Imagine alguém que compra uns hectares de terreno nos arredores de Coimbra, com a intenção de cultivá-los. Compra-os, no máximo, aos tais dez mil euros por hectare. Passados uns meses consegue, sabe-se lá como, receber um alvará de loteamento que lhe permite dividir cada hectare (10000m2) em vinte lotes de 300 metros quadrados para moradias unifamiliares, desde que ofereça à autarquia 4000 metros quadrados de “área de cedência”. Pois bem, no mercado imobiliário dessa cidade cada um desses lotes vale 100.000 €, mesmo sem qualquer infra-estrutura. Acto contínuo, o loteador pode pôr o terreno à venda e sacar do mercado 2.000.000 € por hectare. Ou seja, a partir do momento em que recebe um alvará de loteamento, o seu terreno que valia 10 mil euros passou a valer 2 milhões de euros. É o milagre da multiplicação. Quem paga o milagre? Os hipotecados!
Diga-se de passagem que embora muitos textos de Urbanismo chamem a estes rendimentos “mais-valias urbanísticas”, essa designação não é correcta porque os identifica equivocadamente com as “mais-valias” da doutrina marxista e as “mais-valias” das actividades da bolsa de valores. A designação correcta para a valorização dos terrenos é “renda diferencial urbanística”, cuja origem é inteiramente política e independente dos méritos económicos do beneficiário.

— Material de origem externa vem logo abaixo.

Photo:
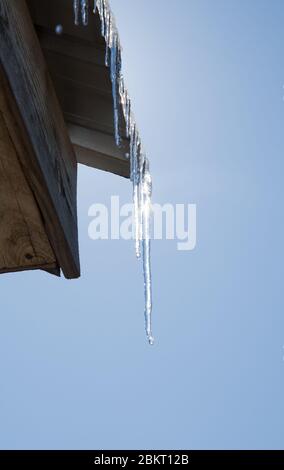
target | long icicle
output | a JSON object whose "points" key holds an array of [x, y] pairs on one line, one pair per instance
{"points": [[139, 164]]}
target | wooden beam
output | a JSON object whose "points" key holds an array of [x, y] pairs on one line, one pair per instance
{"points": [[76, 61], [36, 126]]}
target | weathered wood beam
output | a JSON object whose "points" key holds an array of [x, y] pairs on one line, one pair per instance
{"points": [[23, 240], [37, 129]]}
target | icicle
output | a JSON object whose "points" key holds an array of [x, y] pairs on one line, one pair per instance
{"points": [[85, 12], [146, 216], [76, 7], [139, 164]]}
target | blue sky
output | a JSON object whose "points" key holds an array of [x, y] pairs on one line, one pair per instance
{"points": [[206, 77]]}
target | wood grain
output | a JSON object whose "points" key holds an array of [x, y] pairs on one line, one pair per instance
{"points": [[37, 129], [23, 241]]}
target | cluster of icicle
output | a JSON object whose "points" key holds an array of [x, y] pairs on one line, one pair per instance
{"points": [[139, 164]]}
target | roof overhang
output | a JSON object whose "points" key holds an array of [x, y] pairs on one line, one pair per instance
{"points": [[76, 62]]}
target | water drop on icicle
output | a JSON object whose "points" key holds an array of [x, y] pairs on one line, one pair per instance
{"points": [[139, 164], [85, 12], [76, 8], [146, 243]]}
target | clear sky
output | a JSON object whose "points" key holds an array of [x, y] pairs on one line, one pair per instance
{"points": [[206, 77]]}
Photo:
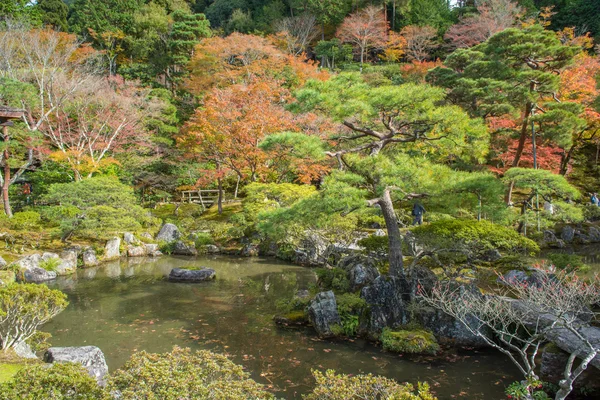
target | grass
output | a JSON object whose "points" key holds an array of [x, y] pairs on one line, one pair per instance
{"points": [[229, 209]]}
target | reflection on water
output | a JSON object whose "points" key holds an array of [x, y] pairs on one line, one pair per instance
{"points": [[129, 306]]}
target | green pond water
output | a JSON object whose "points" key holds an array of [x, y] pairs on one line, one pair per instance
{"points": [[128, 306]]}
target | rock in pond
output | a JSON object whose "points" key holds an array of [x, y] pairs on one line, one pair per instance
{"points": [[182, 249], [168, 233], [136, 251], [186, 275], [322, 313], [91, 357], [89, 258], [112, 251]]}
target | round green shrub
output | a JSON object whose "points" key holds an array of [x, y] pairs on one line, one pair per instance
{"points": [[182, 374], [416, 341], [26, 220], [57, 382], [331, 386]]}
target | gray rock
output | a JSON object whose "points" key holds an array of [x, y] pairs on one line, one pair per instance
{"points": [[553, 365], [91, 357], [152, 250], [38, 275], [447, 329], [186, 275], [567, 234], [23, 350], [361, 270], [322, 313], [212, 249], [249, 250], [129, 238], [593, 234], [136, 251], [168, 233], [386, 298], [30, 270], [112, 250], [89, 258], [183, 249]]}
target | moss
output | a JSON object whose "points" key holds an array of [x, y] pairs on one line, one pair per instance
{"points": [[7, 277], [416, 341]]}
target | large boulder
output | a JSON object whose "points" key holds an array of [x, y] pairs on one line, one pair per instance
{"points": [[136, 251], [386, 297], [567, 234], [182, 249], [152, 250], [322, 313], [361, 270], [130, 239], [112, 250], [31, 271], [91, 357], [186, 275], [23, 350], [89, 258], [447, 329], [168, 233]]}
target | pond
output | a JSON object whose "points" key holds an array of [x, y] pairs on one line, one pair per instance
{"points": [[128, 306]]}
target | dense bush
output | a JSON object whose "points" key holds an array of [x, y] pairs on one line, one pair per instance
{"points": [[26, 220], [57, 382], [25, 307], [414, 341], [95, 208], [182, 374], [331, 386], [475, 236]]}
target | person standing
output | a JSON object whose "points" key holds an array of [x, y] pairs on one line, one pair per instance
{"points": [[418, 211]]}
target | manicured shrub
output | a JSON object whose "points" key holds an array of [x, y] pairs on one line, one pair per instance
{"points": [[25, 307], [26, 220], [61, 381], [331, 386], [182, 374], [475, 236], [415, 341]]}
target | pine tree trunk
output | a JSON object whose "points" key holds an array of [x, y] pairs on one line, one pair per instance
{"points": [[394, 236]]}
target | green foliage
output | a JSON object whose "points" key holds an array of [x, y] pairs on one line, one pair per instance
{"points": [[334, 279], [96, 208], [60, 381], [26, 220], [183, 374], [417, 341], [331, 386], [350, 307], [25, 307], [476, 236], [50, 264], [567, 261]]}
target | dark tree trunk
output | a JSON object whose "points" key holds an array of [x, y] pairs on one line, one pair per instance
{"points": [[394, 237]]}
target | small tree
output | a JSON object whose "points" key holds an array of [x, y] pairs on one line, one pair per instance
{"points": [[525, 315], [419, 41], [23, 308], [365, 29]]}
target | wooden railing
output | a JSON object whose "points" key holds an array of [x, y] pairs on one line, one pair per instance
{"points": [[204, 197]]}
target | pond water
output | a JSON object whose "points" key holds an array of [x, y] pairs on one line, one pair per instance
{"points": [[130, 306]]}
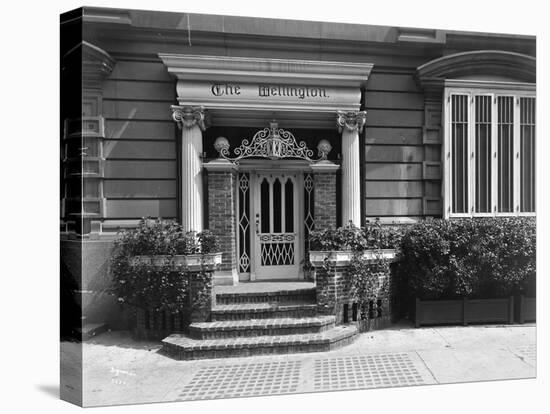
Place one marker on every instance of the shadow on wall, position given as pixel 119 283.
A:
pixel 85 283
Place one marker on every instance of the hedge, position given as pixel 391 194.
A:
pixel 474 258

De que forma é que tal afecta o ordenamento do território? Como é que poderá ser ultrapassado tal problema?
Afecta extraordinariamente. Afecta tão extraordinariamente que em praticamente todos os países ocidentais as mais valias urbanísticas são retidas pelo Estado para evitar a especulação, o rentismo e a corrupção. Isto é, quando um terreno se valoriza por ter sido reclassificado de agrícola em urbanizável, toda ou quase toda a valorização que o terreno sofre reverte para o erário público, cabendo ao proprietário inicial receber como indemnização somente o valor agrícola original do terreno.
Em Portugal era assim até 1965, ano em que Marcelo Caetano promulgou um Decreto-Lei que privatizou os loteamentos, abrindo a porta à concessão de alvarás aos proprietários interessados em urbanizar os seus terrenos. Em minha opinião, esse decreto-lei foi a sentença de morte para o urbanismo português. Qualquer pessoa com um mínimo de perspicácia pode constatar que todos os bairros urbanisticamente decentes das nossas cidades foram construídos antes de 1965.
Porquê? Insisto: até 1965 a Administração Pública portuguesa seguia o modelo que era muito usual em praticamente toda a Europa, onde só os terrenos do Estado é que podem ser urbanizados. Por exemplo, em Inglaterra, desde 1946 até hoje, estão interditas todos os loteamentos de terrenos particulares. O mesmo na Holanda onde nenhum terreno é urbanizado sem passar à posse do Estado. O proprietário de terrenos agrícolas, ao perdê-los, recebe como indemnização o valor agrícola inicial e não o valor especulativo que teria se pudesse urbanizá-lo ele próprio. Repare que esse “valor inicial do terreno agrícola” é um valor correspondente a basicamente todas as receitas da produção agrícola da vida do proprietário, ou seja ele não tem qualquer perda económica – pode reformar-se desde logo com todo o conforto que teria se houvesse cultivado toda a vida.
Para nosso azar, em 1965 o Marcelo Caetano fez passar um decreto-lei onde autorizava os loteamentos dos terrenos particulares, bastando para isso que houvesse uma aprovação do então equivalente às actuais Comissões de Coordenação e Desenvolvimento Regional (CCDR). Basicamente, a partir daí, o urbanismo em Portugal passou a andar a reboque dos interesses particulares. O proprietário passou a ter a possibilidade de enriquecer literalmente do dia para a noite, com alvarás de loteamento. E a enriquecer tanto mais, quanto mais densa fosse a urbanização.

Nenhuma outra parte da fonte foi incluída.